Protocol of the Session on October 12, 2016

(Beifall bei der LINKEN)

Dazu gehört auch, was man in der Großen Anfrage an Antworten bekommt, das Bekenntnis zum Erdgas als vergleichsweise klimafreundlichen Energieträger und dass die Energieversorgung grundsätzlich auf absehbare Zeit des Einsatzes fossiler Energieträger bedarf und zum Beispiel, dass nach wie vor auf die bilanzielle Versorgung abgestellt wird, einem reinen Rechentrick für die Klimabilanz. Die Behörde für Umwelt und Energie hat für eine Ablösung des Kohleheizkraftwerks in Wedel sechs Szenarien vorgelegt. Keines dieser sechs Szenarien entspricht wirklich dem zweiten Satz des Volksentscheids. Wir haben sogar, und das ist eigentlich der Gipfel der Dreistigkeit, ein Vattenfall-Szenario, in dem tatsächlich Wärme aus Moorburg genutzt wird. Doch wir haben auch zwei Szenarien, bei denen Moorburg nicht erwähnt wird, aber implizit enthalten ist, nämlich mit dem Rugenberger Damm, der bisher das Industriegebiet Neuhof versorgt. Das ist Täuschung der Wählerinnen und Wähler, die damals im Volksentscheid anders abgestimmt haben.

(Beifall bei der LINKEN)

Denn das, was wir diesen Szenarien entnehmen können, ist eine Moorburg-Trasse light, das ist die Option des Anschlusses von Moorburg in einem zweiten Schritt und vor allen Dingen ist es eine Rochade zwischen der Müllverwertungsanlage Rugenberger Damm und Moorburg.

(Katja Suding FDP: Was ist denn Ihr Pro- blem damit?)

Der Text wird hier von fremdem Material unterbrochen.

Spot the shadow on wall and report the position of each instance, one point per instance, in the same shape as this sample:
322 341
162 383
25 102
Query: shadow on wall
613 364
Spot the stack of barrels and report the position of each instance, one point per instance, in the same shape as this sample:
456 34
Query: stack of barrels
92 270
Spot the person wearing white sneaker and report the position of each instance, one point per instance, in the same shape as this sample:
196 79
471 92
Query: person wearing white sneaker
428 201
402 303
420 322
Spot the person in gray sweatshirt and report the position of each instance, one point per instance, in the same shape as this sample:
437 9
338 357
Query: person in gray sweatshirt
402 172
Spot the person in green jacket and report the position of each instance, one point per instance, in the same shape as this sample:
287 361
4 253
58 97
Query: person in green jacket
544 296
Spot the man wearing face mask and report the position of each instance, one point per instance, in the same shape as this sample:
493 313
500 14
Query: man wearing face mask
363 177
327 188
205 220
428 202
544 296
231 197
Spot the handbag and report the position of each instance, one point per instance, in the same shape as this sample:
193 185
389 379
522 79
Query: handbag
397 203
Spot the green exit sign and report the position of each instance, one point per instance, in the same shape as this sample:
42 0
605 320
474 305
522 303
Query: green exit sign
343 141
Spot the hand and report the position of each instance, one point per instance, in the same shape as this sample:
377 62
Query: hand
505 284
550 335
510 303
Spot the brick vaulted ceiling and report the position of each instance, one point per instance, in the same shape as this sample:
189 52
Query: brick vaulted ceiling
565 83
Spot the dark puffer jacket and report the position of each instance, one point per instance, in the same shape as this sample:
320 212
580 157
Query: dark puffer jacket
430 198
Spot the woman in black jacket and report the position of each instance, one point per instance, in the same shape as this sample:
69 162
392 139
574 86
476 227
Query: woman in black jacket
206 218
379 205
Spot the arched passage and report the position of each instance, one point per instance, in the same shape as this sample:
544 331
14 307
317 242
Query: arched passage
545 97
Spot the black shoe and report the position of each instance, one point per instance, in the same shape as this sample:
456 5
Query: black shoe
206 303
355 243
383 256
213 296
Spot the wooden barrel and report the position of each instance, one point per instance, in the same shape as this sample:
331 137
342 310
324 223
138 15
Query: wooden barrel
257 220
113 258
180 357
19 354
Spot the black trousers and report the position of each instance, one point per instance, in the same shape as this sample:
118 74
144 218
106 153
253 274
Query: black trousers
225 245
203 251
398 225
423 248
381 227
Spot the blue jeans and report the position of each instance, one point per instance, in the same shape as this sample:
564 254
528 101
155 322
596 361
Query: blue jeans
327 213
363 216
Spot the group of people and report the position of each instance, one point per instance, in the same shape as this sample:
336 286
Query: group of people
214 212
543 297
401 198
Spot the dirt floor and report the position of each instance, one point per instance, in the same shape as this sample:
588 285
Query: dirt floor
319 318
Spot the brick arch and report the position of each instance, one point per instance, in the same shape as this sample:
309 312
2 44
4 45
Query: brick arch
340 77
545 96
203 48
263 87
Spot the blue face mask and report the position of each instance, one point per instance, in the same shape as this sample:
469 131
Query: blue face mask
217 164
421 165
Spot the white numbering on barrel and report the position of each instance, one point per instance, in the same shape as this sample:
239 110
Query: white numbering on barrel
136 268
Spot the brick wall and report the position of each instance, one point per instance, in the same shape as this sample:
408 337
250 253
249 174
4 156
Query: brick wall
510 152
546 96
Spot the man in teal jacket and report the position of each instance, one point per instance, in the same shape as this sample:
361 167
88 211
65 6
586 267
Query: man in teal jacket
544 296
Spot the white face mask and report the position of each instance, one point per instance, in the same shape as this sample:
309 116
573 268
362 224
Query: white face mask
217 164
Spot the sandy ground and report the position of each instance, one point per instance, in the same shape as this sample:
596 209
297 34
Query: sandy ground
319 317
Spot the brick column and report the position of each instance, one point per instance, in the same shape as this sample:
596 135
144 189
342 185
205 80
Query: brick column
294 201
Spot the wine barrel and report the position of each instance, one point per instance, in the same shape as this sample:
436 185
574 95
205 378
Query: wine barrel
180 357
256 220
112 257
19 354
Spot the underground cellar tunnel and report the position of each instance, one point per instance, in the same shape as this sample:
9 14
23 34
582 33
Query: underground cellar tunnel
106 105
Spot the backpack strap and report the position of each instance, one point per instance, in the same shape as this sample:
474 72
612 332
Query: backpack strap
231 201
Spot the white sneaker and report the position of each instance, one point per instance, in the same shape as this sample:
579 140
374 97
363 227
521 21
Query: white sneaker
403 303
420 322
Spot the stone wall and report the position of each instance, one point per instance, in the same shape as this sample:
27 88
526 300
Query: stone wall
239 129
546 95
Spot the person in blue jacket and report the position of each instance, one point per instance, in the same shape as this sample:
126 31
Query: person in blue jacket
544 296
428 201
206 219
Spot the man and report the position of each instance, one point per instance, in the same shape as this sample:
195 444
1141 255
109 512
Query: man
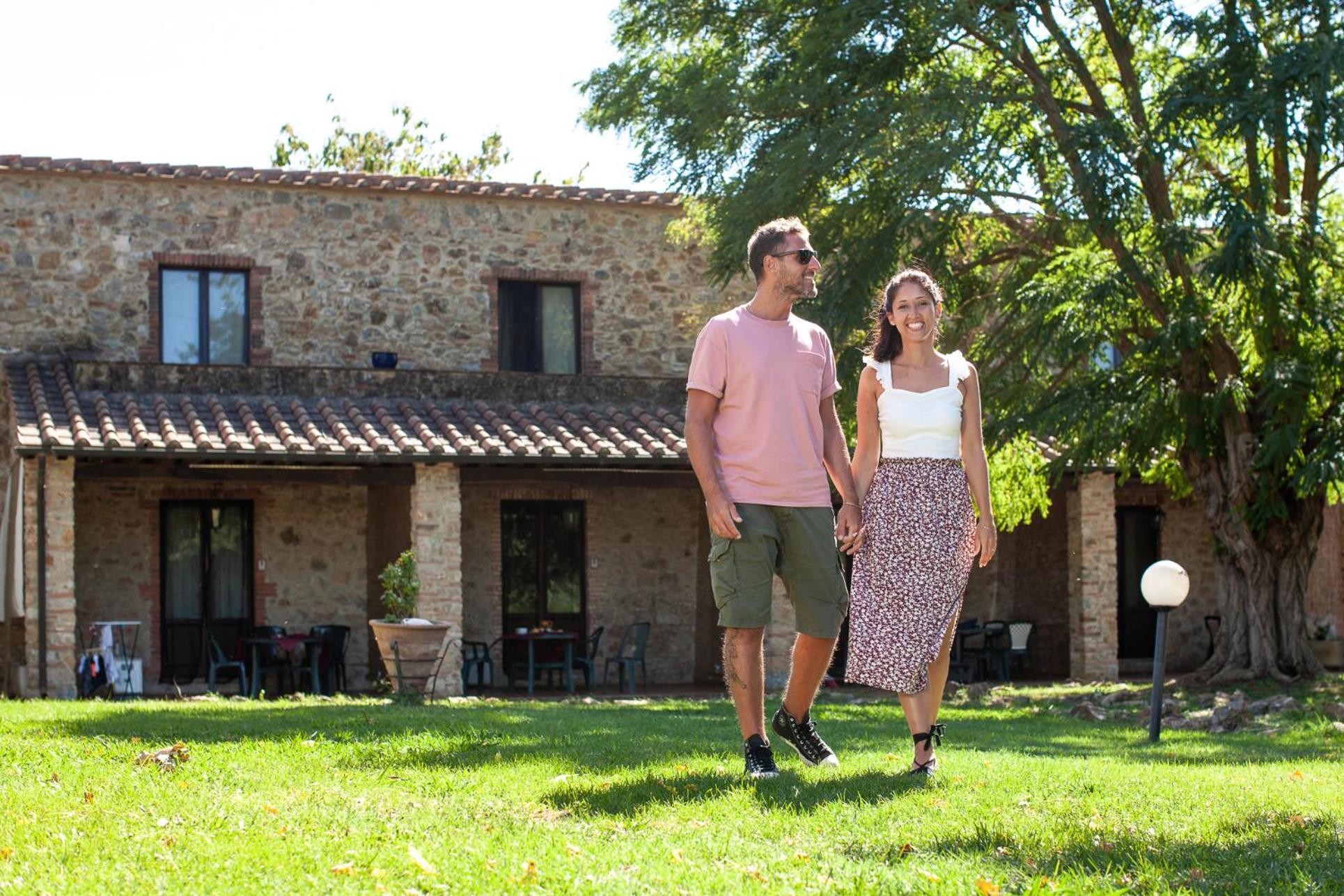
763 433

Wir haben unser Problem damit, dass es nicht dem Volksentscheid entspricht. Dort ist der Einsatz erneuerbarer Energien vorgeschrieben und der Senat hat alles dafür zu tun, dass es so kommt.

(Beifall bei der LINKEN)

Wenn die Umweltbehörde in der Antwort schreibt, "das in den nächsten Jahren zu entwickelnde Fernwärmekonzept", dann fragen wir uns, wie lange die Umweltbehörde denn weiß, dass sie das Fernwärmenetz übernehmen will. Das weiß sie spätestens seit dem Volksentscheid. Wir haben immer noch kein Fernwärmekonzept, stattdessen musste erst im Parlament beantragt werden, dass überhaupt die Daten des Fernwärmenetzes eingesehen werden dürfen, und das passiert seit De

(Carsten Ovens)

zember. Das, was wir aus dieser Einsichtnahme sehen und erfahren wollen, wird unter Geschäftsgeheimnis in der Anfrage nicht beantwortet. Wir wissen genau, dass es keine unabhängige Untersuchung gibt und Erfahrungen aus der gemeinsamen Einsichtnahme von Vattenfall, dem Partner der Freien und Hansestadt Hamburg, und der Umweltbehörde zutage treten. So müssen wir uns weiter darauf verlassen, dass die Behörde, dass der Senat sagt, das, was uns Vattenfall mit horrenden Zahlen für eine umweltverträgliche Lösung zur Wärmeversorgung sagt, sei valide. Und wir müssen feststellen, dass schließlich jahrelang auf das falsche Pferd gesetzt worden ist, indem nach wie vor für Wedel als Ablösung ein GuD geplant wurde. Heute stehen wir im Prinzip mit leeren Händen da und müssen von vorn anfangen zu planen. Das ist nicht nur verantwortungslos gegenüber den Hamburgerinnen und Hamburgern, sondern auch gegenüber den Wedelerinnen und Wedelern

(Beifall bei der LINKEN)

und vor allen Dingen auch gegenüber der Erfordernis von Transparenz, die wir mittlerweile haben. Man hat das Gefühl, es werde wieder wie in alten Zeiten gemauschelt mit unserem, nicht meinem, Partner Vattenfall. Ab 2019 wird die Freie und Hansestadt Hamburg Eignerin des Kohleheizkraftwerks in Wedel sein. Jetzt geht ein Partikelniederschlag über Wedel nieder, pH-Wert 1,5, Nickel und Chrom liegen deutlich über den schadstoffzulässigen Werten. Trotz aller Ertüchtigung werden wir uns schlicht und ergreifend ein Schrottkraftwerk ans Bein binden. Auch das ist der späten Entscheidung des Senats geschuldet, erst jetzt zu handeln.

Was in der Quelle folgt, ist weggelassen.